There is an abstract class \core\oauth2\rest which contains helper functions to allow you to wrap a external rest api in an easier to use class. To use it, make a subclass in your own plugin and define the "get_api_functions()" method.
/**
* Google Drive Rest API.
*
* @package fileconverter_googledrive
* @copyright 2017 Damyon Wiese
* @license http://www.gnu.org/copyleft/gpl.html GNU GPL v3 or later
*/
namespace fileconverter_googledrive;
defined('MOODLE_INTERNAL') || die();
/**
* Google Drive Rest API.
*
* @copyright 2017 Damyon Wiese
* @license http://www.gnu.org/copyleft/gpl.html GNU GPL v3 or later
*/
class rest extends \core\oauth2\rest {
/**
* Define the functions of the rest API.
*
* @return array Example:
* [ 'listFiles' => [ 'method' => 'get', 'endpoint' => 'http://...', 'args' => [ 'folder' => PARAM_STRING ] ] ]
*/
public function get_api_functions() {
return [
'create' => [
'endpoint' => 'https://www.googleapis.com/drive/v3/files',
'method' => 'post',
'args' => [
'fields' => PARAM_RAW
],
'response' => 'json'
],
'delete' => [
'endpoint' => 'https://www.googleapis.com/drive/v3/files/{fileid}',
'method' => 'delete',
'args' => [
'fileid' => PARAM_RAW
],
'response' => 'json'
],
];
}
}
This example defines 2 functions in the external API 'create' and 'delete'. It specifies the http methods to use when calling these functions as well as the list of parameters. It also specifies that these functions return 'json' which means that the rest class will automatically decode the json response into an object. The url for each function call can contain parameters in the url (marked with curly braces). These will be replaced when they are passed as arguments to the function. Any remaining arguments will be appended as query parameters.
To use this class - we pass the oauth2 client to the constructor and then use the "call" method to call functions from the api.
$service = new \fileconverter_googledrive\rest($client);
$params = ['fileid' => $fileid];
$service->call('delete', $params);
How do I call API functions when the user is not logged in (e.g. from a scheduled task)?
Moodle allows you to connect a "system account" to any of the OAuth issuers. This is optional - so before enabling functionality that relies on this level of access you should check that the system account has been connected:
if ($issuer->is_system_account_connected()) {
// Rock and roll.
}
If a system account has been connected - we can use it to get an authenticated oauth client (no redirects involved).

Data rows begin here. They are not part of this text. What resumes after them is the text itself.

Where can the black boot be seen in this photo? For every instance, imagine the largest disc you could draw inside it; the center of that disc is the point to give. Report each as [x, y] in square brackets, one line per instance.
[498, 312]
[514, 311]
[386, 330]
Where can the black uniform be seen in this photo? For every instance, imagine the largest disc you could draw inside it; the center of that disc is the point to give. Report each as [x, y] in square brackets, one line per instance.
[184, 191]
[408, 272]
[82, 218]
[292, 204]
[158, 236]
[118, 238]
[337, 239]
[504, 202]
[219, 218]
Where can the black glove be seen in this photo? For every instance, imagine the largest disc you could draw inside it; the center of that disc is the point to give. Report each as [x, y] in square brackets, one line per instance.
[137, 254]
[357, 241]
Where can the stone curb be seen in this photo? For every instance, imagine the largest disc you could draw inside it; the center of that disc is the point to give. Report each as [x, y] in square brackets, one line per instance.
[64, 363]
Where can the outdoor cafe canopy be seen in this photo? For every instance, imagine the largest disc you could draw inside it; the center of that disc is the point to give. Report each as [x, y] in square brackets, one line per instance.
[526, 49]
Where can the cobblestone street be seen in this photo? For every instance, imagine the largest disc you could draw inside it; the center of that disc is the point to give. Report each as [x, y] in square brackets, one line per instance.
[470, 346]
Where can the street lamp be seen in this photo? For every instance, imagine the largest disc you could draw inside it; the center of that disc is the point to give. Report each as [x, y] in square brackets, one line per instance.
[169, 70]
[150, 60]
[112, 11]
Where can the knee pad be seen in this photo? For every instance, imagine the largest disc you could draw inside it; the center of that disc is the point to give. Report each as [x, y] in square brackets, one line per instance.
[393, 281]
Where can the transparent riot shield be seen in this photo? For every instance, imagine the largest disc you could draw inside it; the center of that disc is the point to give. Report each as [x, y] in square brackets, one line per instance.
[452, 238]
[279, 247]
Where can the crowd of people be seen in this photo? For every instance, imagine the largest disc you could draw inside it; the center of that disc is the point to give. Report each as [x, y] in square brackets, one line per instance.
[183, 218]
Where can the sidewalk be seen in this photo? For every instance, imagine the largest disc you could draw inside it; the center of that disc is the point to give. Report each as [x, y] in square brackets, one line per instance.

$client = \core\oauth2\api::get_system_oauth_client($issuer);
This client can now be used to access apis as the Moodle system user.
If your code is going to use additional login scopes with this API - it must list all of the scopes it will use in a callback function so that the Moodle administrator can consent and agree to all the scopes when they connect the system account.
**
* Callback to get the required scopes for system account.
*
* @param \core\oauth2\issuer $issuer
* @return string
*/
function fileconverter_googledrive_oauth2_system_scopes(\core\oauth2\issuer $issuer) {
if ($issuer->get('id') == get_config('fileconverter_googledrive', 'issuerid')) {
return 'https://www.googleapis.com/auth/drive';
}
return '';
}
The way the system account works is that a Moodle admin "connects" the system account by logging in with this account and accepting the permissions from the "Site administration -> Server -> OAuth 2 Services" page. One of the permissions they must accept is for offline access. This means that Moodle will receive a refresh token and can store it against that issuer. When we need to get a logged in OAuth client - we can exchange the refresh token for an access token directly, without having to login. The refresh token is updated by a scheduled task to make sure it never expires.